An autopsy concluded that Nathan Tyler Haun, 17, of Spanish Fork, died as a result of being hit by a car. His body was found by a passer-by early Saturday at 2000 W. Arrowhead Trail, an area east of I-15 between Salem and Payson.
But was he hit on the dark road by accident because the driver didn't see him, or did someone who was still angry at him from an earlier argument hit Haun on purpose?
Detectives said Monday that either scenario is plausible.
"We don't know anything definitively to say, 'Yes, this person was killed intentionally,' or 'It was clearly an accident,'" said Utah County Sheriff's Sgt.
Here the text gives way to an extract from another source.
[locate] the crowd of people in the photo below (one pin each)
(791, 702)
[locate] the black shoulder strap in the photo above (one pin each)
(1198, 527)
Spencer Cannon. "We don't have any information telling us strongly it's one or the other right now."
The only thing investigators can say with some certainty is that someone knows what happened.
"We have a hard time believing that someone could have hit him and not know it. We also find it hard to believe there's not some damage (to their vehicle)," Cannon said.
Haun's father, Preston Haun, said the impact of the collision crushed his son's femur.
In retracing his steps, detectives believe Haun went to one or two parties late Friday and early Saturday. At one of those parties, there was an argument over a girl.
"We do know there was some disagreement or argument between Nathan and at least one other individual over a common romantic interest. We don't know if the discord there was enough to cause one person to want to do this to another," Cannon said.
Specific details about the argument, such as how heated it became, what time it happened and whether Haun decided to walk home afterward, were not being released Monday. But Cannon said detectives were looking at whether ill feelings may have resulted in an intentional hit-and-run.
Yet investigators also noted that Haun was wearing dark clothing on a poorly lit street when he was hit. There were no skid marks indicating that someone attempted to brake, Cannon said.
"We can't read too much into that because there was no street lighting in this area. It was an almost moon-less night — and it's a dark road. There's no shoulder on it, it's narrow."
The collision could have been an unfortunate accident by a driver who simply didn't see the teen, Cannon said. Pieces of car trim were found in the road near Haun's body. But Cannon said it was unclear whether that was from the vehicle that hit the boy or old debris. There was still no information Monday about a possible driver or a type of vehicle.
About a dozen people, all between 16 to 19 years old, are believed to have attended one or both of the parties and may have had interaction with Haun. But complicating the investigation more for detectives is the fact that some party-goers and their parents aren't talking to law enforcement.
"We have had some, either on their own or under their parent's direction, who are refusing to talk to us," Cannon said. "So that's making it a little bit difficult to try and paint a clear picture as to eliminate people who might know anything, or say this person can at least help us figure out a timeline when Nathan was last seen."